Se esistono due alimenti che difficilmente mancano sulle tavole degli Italiani, sono sicuramente il pane e la pasta. Tra i prodotti alla base della dieta mediterranea, da dieci anni Patrimonio Intangibile dell’Umanità, a pranzo o a cena almeno una volta al giorno consumiamo ormai abitualmente questi cibi.

Ma fino a 30 o 20 anni fa, per il costo maggiore in rapporto agli stipendi dell’epoca, non era assolutamente scontato trovarli nelle dispense. Se quel rapporto fosse rimasto lo stesso, oggi pane e pasta avrebbero un prezzo che difficilmente reputeremmo democratico e popolare.

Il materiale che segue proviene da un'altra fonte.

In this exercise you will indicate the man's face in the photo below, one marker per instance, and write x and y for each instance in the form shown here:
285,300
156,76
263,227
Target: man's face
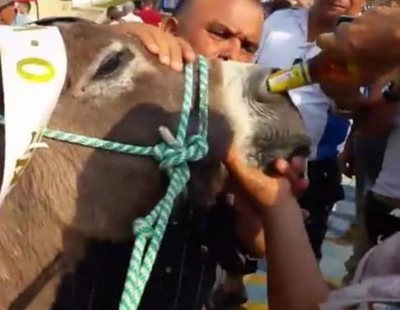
23,8
335,8
227,29
7,14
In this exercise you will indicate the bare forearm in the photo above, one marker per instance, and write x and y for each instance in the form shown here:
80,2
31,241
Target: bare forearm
294,279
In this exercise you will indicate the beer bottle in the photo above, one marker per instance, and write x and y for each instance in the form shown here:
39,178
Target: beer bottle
319,69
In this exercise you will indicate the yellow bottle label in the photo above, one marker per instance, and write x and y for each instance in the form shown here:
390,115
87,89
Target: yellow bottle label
284,80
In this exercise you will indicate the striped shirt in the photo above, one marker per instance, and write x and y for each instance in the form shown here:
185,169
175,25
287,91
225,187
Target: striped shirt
283,41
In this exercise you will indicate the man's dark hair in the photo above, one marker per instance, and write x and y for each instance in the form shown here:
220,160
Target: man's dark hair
148,3
112,11
5,4
27,5
184,4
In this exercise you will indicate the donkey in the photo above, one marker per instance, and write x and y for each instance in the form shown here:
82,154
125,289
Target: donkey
116,90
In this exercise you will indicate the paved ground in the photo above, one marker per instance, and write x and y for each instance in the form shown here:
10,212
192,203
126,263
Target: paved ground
335,252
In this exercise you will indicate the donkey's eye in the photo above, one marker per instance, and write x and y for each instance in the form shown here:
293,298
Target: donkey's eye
113,63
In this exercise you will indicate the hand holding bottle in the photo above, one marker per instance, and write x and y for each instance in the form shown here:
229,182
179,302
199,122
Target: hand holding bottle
371,44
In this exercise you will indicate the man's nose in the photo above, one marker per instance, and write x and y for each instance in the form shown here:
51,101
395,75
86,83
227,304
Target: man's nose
230,49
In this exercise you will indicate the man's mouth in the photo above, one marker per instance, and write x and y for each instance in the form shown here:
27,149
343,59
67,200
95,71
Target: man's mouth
338,6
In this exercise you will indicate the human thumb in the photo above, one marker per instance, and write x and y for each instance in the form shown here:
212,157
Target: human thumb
327,42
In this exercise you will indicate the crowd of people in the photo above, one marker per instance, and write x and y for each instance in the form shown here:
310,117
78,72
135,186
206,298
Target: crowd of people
129,13
281,218
366,144
15,13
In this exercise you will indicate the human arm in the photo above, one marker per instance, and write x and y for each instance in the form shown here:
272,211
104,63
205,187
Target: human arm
371,43
172,51
292,269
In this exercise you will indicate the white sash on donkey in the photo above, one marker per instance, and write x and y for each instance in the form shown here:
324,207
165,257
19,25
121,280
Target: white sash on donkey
34,67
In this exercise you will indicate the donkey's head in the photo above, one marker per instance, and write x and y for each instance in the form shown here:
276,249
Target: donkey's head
116,90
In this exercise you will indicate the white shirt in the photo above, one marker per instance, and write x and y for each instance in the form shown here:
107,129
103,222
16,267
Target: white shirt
388,182
129,18
284,39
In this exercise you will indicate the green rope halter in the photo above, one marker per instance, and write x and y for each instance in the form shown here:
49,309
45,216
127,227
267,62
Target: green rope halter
172,155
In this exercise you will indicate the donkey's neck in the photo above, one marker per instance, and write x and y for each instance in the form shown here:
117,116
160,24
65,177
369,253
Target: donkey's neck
32,237
29,242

Consultando gli archivi dell’Osservatorio Food, emerge che nel 1970 un chilo di pane costava 725 lire e la stessa quantità di pasta 850 lire. Nello stesso periodo un impiegato di terzo livello guadagnava 130 mila lire e una maestra 60 mila lire. Oggi il pane costa 2,5 euro (pari a circa 5.000 vecchie lire) e la pasta in promozione rimane sotto l’euro (per circa 2.000 lire). Un impiegato percepisce uno stipendio medio di 1.300 euro al mese (2,6 milioni di lire) e una maestra 1.600 euro (3,2 milioni di lire).

Dati alla mano, due proporzioni ci permettono di comprendere come, in rapporto agli stipendi attuali, questi alimenti siano diventati decisamente più accessibili. Tra i motivi che hanno permesso la maggiore circolazione di questi prodotti, secondo l’Osservatorio Food: la superiore efficienza della distribuzione moderna, il moltiplicarsi della concorrenza e la scomparsa dei cartelli sul mercato.